2. The process according to claim 1, wherein the supporting substrate is an inorganic particle.

3. The process according to claim 2, wherein the supporting substrate has a particle size of from about 1 nanometer to about 10 micrometers.

4. The process according to claim 2, wherein the process further comprises the step of modifying the supporting substrate with a linking molecule after the selecting step.

5. The process according to claim 4, wherein the linking molecule is a silane linking molecule.

6. The process according to claim 1, wherein the activating molecule is a water soluble carbon diimide.

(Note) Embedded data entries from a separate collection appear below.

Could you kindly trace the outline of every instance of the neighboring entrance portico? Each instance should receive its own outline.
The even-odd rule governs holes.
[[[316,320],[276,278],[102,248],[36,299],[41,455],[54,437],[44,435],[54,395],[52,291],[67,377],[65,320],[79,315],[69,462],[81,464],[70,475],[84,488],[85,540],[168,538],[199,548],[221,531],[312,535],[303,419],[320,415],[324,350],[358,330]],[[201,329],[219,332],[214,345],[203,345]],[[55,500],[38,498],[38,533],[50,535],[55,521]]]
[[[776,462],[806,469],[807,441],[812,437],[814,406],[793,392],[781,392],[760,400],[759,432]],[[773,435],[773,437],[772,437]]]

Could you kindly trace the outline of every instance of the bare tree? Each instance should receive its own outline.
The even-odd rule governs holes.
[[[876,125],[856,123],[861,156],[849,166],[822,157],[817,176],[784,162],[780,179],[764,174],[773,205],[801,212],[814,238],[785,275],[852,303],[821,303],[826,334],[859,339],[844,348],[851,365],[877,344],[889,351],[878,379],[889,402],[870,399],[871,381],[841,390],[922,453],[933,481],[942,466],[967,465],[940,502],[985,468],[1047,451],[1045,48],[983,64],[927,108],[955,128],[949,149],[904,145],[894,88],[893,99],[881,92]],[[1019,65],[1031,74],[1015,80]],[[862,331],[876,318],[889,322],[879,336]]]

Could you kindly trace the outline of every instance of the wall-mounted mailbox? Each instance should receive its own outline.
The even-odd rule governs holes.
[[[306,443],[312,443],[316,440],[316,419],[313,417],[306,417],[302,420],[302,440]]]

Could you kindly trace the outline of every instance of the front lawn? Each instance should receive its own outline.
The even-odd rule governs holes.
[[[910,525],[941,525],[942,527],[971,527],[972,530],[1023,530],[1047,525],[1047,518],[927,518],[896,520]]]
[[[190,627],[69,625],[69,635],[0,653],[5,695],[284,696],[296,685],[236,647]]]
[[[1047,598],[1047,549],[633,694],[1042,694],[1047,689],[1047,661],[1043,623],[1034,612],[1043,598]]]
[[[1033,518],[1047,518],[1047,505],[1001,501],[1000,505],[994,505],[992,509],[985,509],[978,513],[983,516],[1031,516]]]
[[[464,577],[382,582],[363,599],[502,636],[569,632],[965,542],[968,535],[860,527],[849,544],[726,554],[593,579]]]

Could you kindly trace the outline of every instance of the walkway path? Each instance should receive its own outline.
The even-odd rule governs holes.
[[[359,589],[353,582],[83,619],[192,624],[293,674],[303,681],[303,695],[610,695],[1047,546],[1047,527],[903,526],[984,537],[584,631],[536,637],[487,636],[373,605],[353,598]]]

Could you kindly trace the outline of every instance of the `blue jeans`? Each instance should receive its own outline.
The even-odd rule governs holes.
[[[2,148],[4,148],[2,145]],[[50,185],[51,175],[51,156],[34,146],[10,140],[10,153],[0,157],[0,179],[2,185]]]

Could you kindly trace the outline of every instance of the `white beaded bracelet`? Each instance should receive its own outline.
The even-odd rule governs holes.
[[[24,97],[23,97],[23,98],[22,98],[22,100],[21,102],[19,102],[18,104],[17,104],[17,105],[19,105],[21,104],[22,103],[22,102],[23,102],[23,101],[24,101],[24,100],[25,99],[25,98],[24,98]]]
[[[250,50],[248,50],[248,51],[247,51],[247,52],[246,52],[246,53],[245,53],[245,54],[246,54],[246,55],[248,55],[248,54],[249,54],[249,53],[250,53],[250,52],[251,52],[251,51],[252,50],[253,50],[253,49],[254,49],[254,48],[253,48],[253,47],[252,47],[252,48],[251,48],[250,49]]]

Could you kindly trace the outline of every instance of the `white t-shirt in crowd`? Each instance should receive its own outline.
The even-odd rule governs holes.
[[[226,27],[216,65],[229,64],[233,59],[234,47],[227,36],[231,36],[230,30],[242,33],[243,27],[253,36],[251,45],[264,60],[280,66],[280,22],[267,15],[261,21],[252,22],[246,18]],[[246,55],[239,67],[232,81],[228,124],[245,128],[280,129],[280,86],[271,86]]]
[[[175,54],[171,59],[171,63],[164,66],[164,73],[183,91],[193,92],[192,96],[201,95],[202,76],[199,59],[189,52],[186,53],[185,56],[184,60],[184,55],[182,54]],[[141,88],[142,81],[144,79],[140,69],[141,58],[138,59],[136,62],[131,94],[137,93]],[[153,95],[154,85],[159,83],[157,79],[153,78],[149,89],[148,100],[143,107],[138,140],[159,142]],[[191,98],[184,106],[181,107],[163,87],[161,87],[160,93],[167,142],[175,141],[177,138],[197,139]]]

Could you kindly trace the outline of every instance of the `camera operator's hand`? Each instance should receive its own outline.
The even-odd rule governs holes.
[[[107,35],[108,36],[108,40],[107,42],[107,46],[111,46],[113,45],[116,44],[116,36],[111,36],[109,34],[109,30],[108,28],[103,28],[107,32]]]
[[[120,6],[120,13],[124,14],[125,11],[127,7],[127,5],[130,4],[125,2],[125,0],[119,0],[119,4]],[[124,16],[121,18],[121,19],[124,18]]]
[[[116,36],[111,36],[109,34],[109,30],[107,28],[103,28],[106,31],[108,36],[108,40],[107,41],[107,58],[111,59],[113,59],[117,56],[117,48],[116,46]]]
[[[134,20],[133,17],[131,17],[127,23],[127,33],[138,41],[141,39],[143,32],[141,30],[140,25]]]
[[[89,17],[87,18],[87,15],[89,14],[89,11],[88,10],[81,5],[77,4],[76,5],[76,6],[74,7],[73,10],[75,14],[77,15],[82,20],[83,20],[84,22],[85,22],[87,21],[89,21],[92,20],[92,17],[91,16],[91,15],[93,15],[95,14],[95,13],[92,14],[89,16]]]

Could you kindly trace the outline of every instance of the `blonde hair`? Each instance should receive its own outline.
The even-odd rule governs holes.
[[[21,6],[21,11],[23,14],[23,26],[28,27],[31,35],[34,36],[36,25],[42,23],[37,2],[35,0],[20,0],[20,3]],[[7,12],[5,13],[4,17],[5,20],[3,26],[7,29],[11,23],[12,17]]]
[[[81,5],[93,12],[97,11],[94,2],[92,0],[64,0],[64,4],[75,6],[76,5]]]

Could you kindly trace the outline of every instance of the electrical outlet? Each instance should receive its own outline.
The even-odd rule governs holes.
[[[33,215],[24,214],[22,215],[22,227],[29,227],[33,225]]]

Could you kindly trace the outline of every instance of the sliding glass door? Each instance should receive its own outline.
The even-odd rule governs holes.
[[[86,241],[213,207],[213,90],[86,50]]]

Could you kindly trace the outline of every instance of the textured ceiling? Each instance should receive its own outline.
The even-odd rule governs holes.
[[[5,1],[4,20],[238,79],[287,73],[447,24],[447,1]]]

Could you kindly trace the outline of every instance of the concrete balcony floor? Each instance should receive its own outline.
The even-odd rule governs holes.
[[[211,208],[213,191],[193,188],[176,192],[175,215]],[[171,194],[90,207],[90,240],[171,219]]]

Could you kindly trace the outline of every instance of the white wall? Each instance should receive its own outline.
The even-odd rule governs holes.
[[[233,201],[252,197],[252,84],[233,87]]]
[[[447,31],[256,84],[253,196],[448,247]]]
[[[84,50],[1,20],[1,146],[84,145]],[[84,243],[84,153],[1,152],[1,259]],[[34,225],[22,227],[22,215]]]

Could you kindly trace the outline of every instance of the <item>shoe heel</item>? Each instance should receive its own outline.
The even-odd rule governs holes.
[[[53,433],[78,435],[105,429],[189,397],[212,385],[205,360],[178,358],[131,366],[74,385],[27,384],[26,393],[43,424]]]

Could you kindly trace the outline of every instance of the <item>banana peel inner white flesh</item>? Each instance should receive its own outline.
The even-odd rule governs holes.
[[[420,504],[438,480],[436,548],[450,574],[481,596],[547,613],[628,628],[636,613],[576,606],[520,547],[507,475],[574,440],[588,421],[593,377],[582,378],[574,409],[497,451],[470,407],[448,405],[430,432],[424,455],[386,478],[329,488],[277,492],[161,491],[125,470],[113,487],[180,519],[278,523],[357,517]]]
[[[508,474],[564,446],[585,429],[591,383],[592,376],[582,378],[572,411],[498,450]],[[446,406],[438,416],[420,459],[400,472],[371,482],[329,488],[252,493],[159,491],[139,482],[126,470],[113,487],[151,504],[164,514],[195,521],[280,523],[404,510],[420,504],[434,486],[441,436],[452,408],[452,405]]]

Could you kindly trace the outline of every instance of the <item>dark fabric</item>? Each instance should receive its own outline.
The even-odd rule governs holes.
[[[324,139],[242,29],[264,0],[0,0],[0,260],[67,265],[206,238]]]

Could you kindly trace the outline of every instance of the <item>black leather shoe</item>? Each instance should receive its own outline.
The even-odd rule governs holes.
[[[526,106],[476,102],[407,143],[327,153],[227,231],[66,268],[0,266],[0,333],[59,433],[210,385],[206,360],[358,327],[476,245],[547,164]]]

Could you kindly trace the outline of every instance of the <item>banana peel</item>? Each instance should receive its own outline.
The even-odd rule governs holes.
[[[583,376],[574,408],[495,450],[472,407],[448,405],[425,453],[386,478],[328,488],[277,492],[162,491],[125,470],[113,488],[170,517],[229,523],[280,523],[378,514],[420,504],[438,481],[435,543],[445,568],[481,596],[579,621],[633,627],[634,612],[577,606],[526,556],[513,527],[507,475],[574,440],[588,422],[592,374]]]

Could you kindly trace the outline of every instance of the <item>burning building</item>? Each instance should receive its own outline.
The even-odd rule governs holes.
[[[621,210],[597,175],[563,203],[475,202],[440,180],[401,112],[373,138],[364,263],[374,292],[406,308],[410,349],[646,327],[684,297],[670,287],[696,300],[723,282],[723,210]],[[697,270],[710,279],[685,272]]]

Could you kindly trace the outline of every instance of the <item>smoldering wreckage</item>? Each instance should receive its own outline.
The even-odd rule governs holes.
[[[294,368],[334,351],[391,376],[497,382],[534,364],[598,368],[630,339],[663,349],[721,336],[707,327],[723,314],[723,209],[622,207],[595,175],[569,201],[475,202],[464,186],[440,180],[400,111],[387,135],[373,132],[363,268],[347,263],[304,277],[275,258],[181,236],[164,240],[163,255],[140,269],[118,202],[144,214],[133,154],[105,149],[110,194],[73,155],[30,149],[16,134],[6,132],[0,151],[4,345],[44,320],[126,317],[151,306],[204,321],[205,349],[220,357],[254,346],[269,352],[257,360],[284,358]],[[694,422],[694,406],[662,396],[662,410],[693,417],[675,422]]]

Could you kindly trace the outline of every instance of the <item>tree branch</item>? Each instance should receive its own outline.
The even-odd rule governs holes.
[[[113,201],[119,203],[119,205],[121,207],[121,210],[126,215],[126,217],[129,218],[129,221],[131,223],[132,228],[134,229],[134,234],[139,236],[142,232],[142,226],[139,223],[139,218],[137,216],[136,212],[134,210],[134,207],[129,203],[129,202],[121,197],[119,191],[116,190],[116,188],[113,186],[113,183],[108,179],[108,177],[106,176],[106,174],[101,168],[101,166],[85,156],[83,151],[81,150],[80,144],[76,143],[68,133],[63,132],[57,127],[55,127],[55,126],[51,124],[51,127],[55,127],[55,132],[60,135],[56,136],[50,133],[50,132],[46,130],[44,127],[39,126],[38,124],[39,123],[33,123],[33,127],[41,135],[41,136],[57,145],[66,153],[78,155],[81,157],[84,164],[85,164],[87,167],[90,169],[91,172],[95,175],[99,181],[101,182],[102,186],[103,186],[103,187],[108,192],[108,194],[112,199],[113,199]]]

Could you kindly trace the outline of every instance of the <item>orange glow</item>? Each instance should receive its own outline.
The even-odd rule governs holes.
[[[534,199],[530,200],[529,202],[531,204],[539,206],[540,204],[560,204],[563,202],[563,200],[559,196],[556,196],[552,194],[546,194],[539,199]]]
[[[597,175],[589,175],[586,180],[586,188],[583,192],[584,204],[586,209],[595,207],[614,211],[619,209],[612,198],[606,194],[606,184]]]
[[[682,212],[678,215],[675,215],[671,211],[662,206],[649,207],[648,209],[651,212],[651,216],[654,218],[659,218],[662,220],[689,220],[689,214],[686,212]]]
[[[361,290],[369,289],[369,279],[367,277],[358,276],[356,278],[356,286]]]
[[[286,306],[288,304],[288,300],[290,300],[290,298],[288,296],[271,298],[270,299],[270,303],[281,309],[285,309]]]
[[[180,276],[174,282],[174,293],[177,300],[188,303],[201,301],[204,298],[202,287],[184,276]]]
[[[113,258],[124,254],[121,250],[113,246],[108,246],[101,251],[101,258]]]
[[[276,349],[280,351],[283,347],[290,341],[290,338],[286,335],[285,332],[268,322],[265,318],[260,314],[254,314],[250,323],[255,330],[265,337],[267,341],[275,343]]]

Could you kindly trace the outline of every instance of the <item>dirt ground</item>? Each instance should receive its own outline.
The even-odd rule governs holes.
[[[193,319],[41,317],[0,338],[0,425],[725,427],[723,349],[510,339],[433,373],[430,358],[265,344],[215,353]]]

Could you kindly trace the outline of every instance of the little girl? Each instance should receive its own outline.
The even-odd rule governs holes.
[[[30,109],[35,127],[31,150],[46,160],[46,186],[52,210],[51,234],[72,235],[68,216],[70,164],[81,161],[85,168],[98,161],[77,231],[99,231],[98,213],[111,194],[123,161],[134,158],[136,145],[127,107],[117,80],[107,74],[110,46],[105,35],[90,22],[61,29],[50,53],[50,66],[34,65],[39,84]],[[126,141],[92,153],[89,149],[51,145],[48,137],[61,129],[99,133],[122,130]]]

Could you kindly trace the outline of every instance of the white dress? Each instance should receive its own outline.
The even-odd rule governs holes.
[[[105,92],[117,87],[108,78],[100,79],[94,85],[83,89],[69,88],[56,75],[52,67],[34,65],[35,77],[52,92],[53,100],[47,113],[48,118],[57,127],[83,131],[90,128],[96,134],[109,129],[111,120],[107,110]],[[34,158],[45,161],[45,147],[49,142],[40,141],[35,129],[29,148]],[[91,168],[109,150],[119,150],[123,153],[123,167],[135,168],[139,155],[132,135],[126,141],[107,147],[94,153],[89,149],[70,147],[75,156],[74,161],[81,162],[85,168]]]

7. The process according to claim 1, wherein the enzyme is selected from the group consisting of a protease, an amylase, a lipase, a cellulase, a mannanase, a peroxidase or a mixture thereof.

8. The process according to claim 1, wherein the organic solvent is selected from the group consisting of hexane, toluene, a triglyceride, and a mixture thereof.

9. An immobilized enzyme which is immobilized by the process according to claim 1.

10. A cleaning composition comprising the immobilized enzyme according to claim 9.